Desempenho chave
Especificações técnicas
Motor
- Cilindrada
- 1462 cc
- Potência
- 79.0 ch @ 4800 tr/min (58.1 kW)
- Torque
- 128.5 Nm @ 2600 tr/min
- Tipo de motor
- Bicylindre en V à 54°, 4 temps
- Arrefecimento
- liquide
- Taxa de compressão
- 9.5 : 1
- Diâmetro × curso
- 96 x 101 mm
- Válvulas/cilindro
- 4
- Eixos de cames
- 1 ACT
- Sistema de combustível
- Injection
Chassi
- Chassi
- double berceau en acier
- Câmbio
- boîte à 5 rapports
- Transmissão final
- Cardan
- Suspensão dianteira
- Fourche téléhydraulique Ø nc
- Suspensão traseira
- Mono-amortisseur
Freios
- Freio dianteiro
- Freinage 1 disque , étrier 2 pistons
- Freio traseiro
- Freinage 1 disque , étrier 2 pistons
- Pneu dianteiro
- 130/80-17
- Pressão dianteira
- 2.00 bar
- Pneu traseiro
- 200/60-16
- Pressão traseira
- 2.50 bar
Dimensões
- Altura do assento
- 720.00 mm
- Tanque
- 18.00 L
- Peso
- 363.00 kg
- Preço novo
- 12 999 €
Apresentação
No segmento das baggers, Harley-Davidson e Indian reinam absolutas nas concessionárias europeias. A Suzuki, no entanto, tentou a sorte com a C 1500 T Intruder, uma touring custom feita para engolir asfalto sem pressa. O problema é que a norma Euro4 decretou a sentença de morte dessa máquina no Velho Continente já em 2017. Um fim prematuro para uma moto que, no papel, tinha argumentos de peso para encarar os mastodontes americanos.

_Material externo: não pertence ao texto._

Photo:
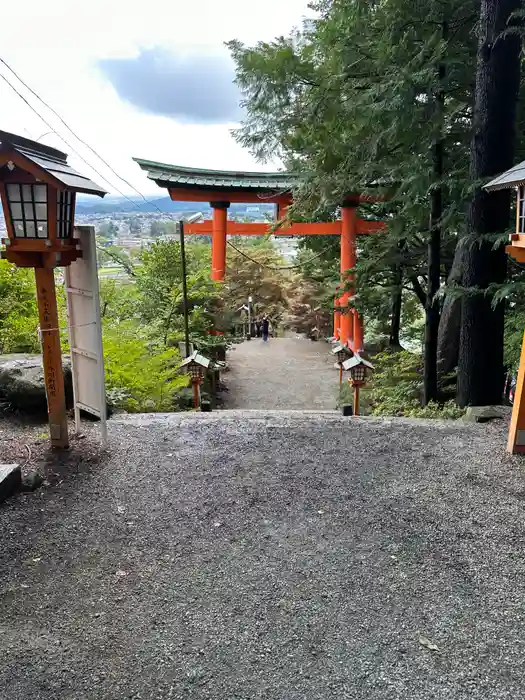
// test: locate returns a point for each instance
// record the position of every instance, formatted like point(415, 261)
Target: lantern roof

Derivada da extinta M 1500 Intruder, cuja carreira foi relâmpago, a C 1500 T aposta na carta da discrição. Visual escuro, linhas esticadas, nada de cromo ostensivo. Estamos longe do brilho exagerado de algumas concorrentes do outro lado do Atlântico. A Suzuki enxertou nessa base um par de bauletos rígidos e um para-brisa generoso que transformam a custom em verdadeira companheira de viagem. O banco, baixo a 720 mm, acomoda o piloto numa posição de pilotagem tipicamente cruiser: pés para frente em plataformas largas, braços abertos, costas retas. O tipo de postura que impõe naturalmente um ritmo tranquilo. E é exatamente isso que essa moto pede.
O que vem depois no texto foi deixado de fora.